Is It Still Okay to Bring Someone a Sympathy Meal?
Almost everyone associates plentiful, home-cooked casseroles with the death of a loved one. Whether on television, in the movies, or in real life, the practice of bringing food to help support the grieving family is one we are all familiar with.
However, in our modern world, this isn’t always easy to do. When you connect with people on social media more than in person, and when you are unsure about things like health restrictions and dietary needs, what’s the right thing to do? Is it still okay to bring someone a sympathy meal?
Of course the answer is yes, but with some considerations. Read on for sympathy meal etiquette for the modern age.

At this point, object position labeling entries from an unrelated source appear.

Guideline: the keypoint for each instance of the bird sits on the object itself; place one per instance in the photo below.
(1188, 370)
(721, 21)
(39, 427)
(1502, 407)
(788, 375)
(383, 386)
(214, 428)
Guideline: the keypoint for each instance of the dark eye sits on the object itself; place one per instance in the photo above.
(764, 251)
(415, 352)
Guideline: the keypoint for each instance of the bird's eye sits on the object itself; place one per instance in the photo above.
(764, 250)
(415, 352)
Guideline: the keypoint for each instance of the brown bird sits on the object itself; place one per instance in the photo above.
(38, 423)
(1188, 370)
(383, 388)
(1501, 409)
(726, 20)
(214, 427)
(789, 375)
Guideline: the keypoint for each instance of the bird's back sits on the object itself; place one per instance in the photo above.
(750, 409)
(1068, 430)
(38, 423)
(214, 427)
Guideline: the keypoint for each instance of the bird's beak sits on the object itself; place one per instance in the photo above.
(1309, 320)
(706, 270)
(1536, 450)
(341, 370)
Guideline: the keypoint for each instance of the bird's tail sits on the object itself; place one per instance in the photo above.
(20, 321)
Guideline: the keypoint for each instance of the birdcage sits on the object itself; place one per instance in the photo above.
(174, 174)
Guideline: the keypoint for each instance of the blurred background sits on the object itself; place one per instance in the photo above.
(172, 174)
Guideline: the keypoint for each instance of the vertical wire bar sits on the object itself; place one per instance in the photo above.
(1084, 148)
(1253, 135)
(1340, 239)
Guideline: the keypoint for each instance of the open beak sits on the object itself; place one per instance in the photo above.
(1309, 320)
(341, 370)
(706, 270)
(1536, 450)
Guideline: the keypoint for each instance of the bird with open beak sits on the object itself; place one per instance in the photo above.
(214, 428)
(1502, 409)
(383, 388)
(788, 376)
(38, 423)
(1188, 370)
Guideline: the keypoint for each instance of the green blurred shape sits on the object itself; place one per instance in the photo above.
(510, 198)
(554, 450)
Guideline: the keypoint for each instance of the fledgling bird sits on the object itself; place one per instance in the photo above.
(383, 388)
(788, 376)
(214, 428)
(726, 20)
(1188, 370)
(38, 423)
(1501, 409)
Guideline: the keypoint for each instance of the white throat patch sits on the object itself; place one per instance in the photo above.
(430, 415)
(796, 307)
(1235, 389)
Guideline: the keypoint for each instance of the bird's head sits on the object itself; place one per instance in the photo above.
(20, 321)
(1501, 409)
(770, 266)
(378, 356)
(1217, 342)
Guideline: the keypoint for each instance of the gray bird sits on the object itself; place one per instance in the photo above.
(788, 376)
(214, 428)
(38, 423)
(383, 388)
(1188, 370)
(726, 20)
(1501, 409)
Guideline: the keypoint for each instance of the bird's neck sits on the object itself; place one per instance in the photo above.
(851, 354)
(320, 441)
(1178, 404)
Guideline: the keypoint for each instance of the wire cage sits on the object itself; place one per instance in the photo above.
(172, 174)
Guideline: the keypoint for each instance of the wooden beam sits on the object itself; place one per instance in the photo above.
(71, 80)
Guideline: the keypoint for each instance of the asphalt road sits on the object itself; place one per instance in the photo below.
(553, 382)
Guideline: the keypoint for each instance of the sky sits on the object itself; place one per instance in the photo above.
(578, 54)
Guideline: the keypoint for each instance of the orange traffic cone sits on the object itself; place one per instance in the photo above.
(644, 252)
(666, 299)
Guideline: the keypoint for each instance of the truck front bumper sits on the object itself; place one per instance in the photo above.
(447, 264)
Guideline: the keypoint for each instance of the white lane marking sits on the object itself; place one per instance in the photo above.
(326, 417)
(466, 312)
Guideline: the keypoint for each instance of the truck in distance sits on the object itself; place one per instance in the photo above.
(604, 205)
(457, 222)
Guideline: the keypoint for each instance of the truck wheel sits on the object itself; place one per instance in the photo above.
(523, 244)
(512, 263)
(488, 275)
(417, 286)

- Communicate Your Intentions: Showing up on someone’s doorstep with your arms full of food might sound like a good idea, but it can be awkward or difficult for the recipients. Because they are already dealing with so much right now, they might not be in the right frame of mind to accept your generous gift. Instead of surprising them, call ahead and talk with the family member who is likely to be in charge of meals. Let them know that you would like to contribute and ask when would be a convenient time for you to stop by. Offer them a few choices (“I thought you might like either my famous lasagna or a nice homemade granola”) and ask about any dietary restrictions.
- Consider Quantity: A family of four is unlikely to need three casseroles and an entire chocolate cake. However, a family of four who is hosting several out-of-town guests for the funeral might be incredibly grateful for this. Take quantity into consideration, and err on the side of too much food rather than too little. You can also portion the food so that it can be frozen and cooked later at the family’s convenience.
- Buy Disposable: A turkey cooked in a cheap aluminum pan from the grocery store won’t taste or look as good as one cooked in your heirloom roasting pan, but opt for the recyclable one anyway. The task of cleaning, tracking and returning all those dishes might be overwhelming for the family, especially if they get the dishes confused. Tape instructions on the top and do not plan on seeing that pan again—it is a small gesture but a thoughtful one.
- Stay for a Visit (or Don’t): One of the main reasons sympathy meals are still popular is that it provides an opportunity for human connection at a time when it is sorely needed. Oftentimes, it’s not about the food at all—it is about showing that you care and taking the time out of your day to stop by and check on the family’s needs. Plan to stay in case the family wants to talk—or plan to leave if they are occupied with other things. It is important to read the room and act accordingly.
If the family’s dietary restrictions make meal planning particularly difficult, or if you are unsure what kind of sympathy meal will be appropriate, you can also consider a food subscription box or gift card for a restaurant. These options offer flexibility and convey the same message without straying too far from tradition.